ONE of the less known evils of oil is that it dominates its environment. I am not talking about the pollution. Oil takes over everything, dropping and dumping itself on everything. Its dominance is so emphatic that nothing else seems to matter. It may surprise it. I am a witness to the surprises.
How can anyone be surprised that Port Harcourt is hosting literary events? Why the questions about our qualifications to have literary minds, or have literary interests. You can see what oil has done, and is still doing to us?
Port Harcourt, the capital of Rivers State, is also a home for literary minds, asides been known its oil, politics and bole and fish. The State has given birth to great minds like Elechi Amadi and many others who are making meaningful contributions to the art via its various genres: drama, prose, poetry and of course music.
Is it possible that you have never heard of the Port Harcourt Book Festival, formerly known as Garden City Literary Festival? It ran annually for five years. In July 2012, UNESCO, IPA, IBF and IFLA named Port Harcourt the World Book Capital for the year 2014, making her the 14th city in the world to be selected as World Book Capital and the first in Black Africa.
It hosted authors Wole Soyinka, Kofi Awoonor, Gabriel Okara and Prof. E J Alagoa, Elechi Amadi, Ngũgĩ wa Thiong’o, J.P. Clark, Buchi Emecheta, Okey Ndibe, Kaine Agary, Sefi Atta, Petrina Crockford, A. Igoni Barrett, Lindsay Barrett, Toni Kan, Fela Durotoye, Tade Ipadeola, Jumoke Verissimo, Abimbola Adunni, and Joy Isi Bewaji.
President Goodluck Jonathan, American activist Jesse Jackson, former Cross Rivers State Governor Donald Duke, former Commonwealth Secretary-General, Emeka Anyaoku, Véronique Tadjo, were special guests. Mrs. Koko Kalango co-ordinated the Book Capital project, which with the Port Harcourt Book Festival, were among literary initiatives of former Governor Chibuike Rotimi Amaechi.
I can therefore say that Port Harcourt is on the map of the world not only as a global oil and gas hub, a seaport, but also as one of the world’s book capitals. Port Harcourt stood firmer on the international literary, five years ago when UNESCO confirmed its World Book Capital status.

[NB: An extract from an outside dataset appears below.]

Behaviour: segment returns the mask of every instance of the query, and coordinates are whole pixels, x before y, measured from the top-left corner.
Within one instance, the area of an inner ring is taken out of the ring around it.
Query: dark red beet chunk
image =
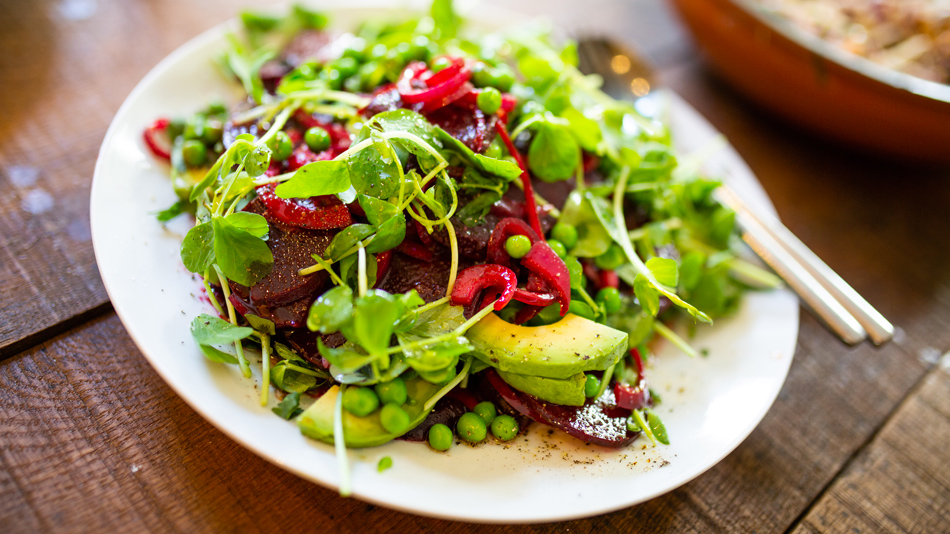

Just recently, the Port Harcourt Literary Society, PHLS, appointed Mr. Chijioke Amu Nnadi its resident poet. Shortly after his appointment, he unveiled two literary events, the PHLS Literary Evening & Open Mic, an evening for lovers of literature who are gifted in the arts to showcase their talents, providing inspiration and relaxation for others.
The event is scheduled to hold once Friday evening every month at 4pm at the Port Harcourt Book Centre. The maiden edition of the PHLS Literary evening & Open Mic held on the November 3
The PHLS Literature For Teens, PHLS LIFT, is the second brainchild of the resident poet; PHLS LIFT is geared towards encouraging reading and the appreciation of literature in our secondary schools. It provides mentorship for young minds that are literarily inclined and may be needing tutorships on various subjects or matters related to literature. Each month, select secondary schools in the state are invited to the Port Harcourt Book Centre
where the students representing each school are taught, motivated and encouraged by select young writers.
At the end of the sessions, the schools are advised to organise their own Junior Literary Society events. The first edition of took place on the November 10.
In line with all these, the Port Harcourt Book Centre and the Port Harcourt Literary Society will set to host the residents of Port Harcourt and its environs to its second edition of the Literary Evening & Open Mic on Friday, December 1 at 4pm. You are invited to see more sides of Port Harcourt – or can I say that Port Harcourt is diversifying?